There wasn’t much there for actual survival, but you were a little kid running away from home — what did you know? At least, unlike in the new novel “Taken by the Wind” by Ellen Hart, you weren’t running into danger.
Jack Lindstrom and Gabriel Born weren’t just cousins. The 12-year-olds were best friends; they did everything together, spent practically every night at one’s house or the other, they even liked the same things.
Jack, the boys’ parents knew, was headstrong and impulsive. Gabriel was quieter, and prone to introspection. It was, therefore, a surprise to Jack’s two dads and to Gabriel’s mom and stepdad that the boys had apparently run away together. Eric Lindstrom figured it was because he and his partner, Andrew Waltz, had recently split. Surely, Jack was feeling angry, and was acting out. But Eric’s sister, Suzanne, Gabriel’s mother, didn’t understand why Gabriel went along with the scheme.
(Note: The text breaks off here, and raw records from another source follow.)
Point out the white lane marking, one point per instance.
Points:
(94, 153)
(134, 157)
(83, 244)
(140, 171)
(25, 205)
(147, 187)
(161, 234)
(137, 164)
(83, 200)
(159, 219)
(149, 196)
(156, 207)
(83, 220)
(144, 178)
It wasn’t like him to do anything like that.
When the boys didn’t return within a few hours, Andrew called his friend, Jane Lawless. As a practicing PI (and part-time restaurateur), Jane would know what to do and how to fix it because this supposedly-childish runaway episode had begun to look way more sinister.
But Jane was as stumped as were the boys’ parents. It was true that the disappearance was suspicious. It was also true that Eric and Andrew had been victims of anti-gay harassment, though that didn’t seem to have anything to do with the boys’ vanishing. A few people in their small town of Winfield, Minn., had grudges with members of the family, but nothing this serious.
And then the ransom note arrived.
Though she helped scrape together the money to pay whomever was demanding it, Jane was uneasy about that ransom. It didn’t make sense, especially once Jack was released, unharmed, unaware of the identity of the child-snatcher, and unable to answer one important question: why did the kidnapper keep Gabriel?
“Taken by the Wind” is middling, a solid five.
Over the course of several books in this series, author Ellen Hart’s main character, Jane Lawless, has evolved into a fine PI with excellent skills of deduction and enough outside support to allow her to get the job done. I like Jane; she’s taciturn and smart, kind of a lesbian Columbo.
The mystery itself in this book is decent and filled with just the right amount of keep-you-guessing, but it’s also filled with too many side stories and too much detail, hence the middle-of-the-road rating: both of the latter felt like unnecessary padding. Both distractions almost made me completely lose interest more than once.
This isn’t the best mystery I’ve ever read, but it’s not the worst, either. “Taken by the Wind” blows hot and cold.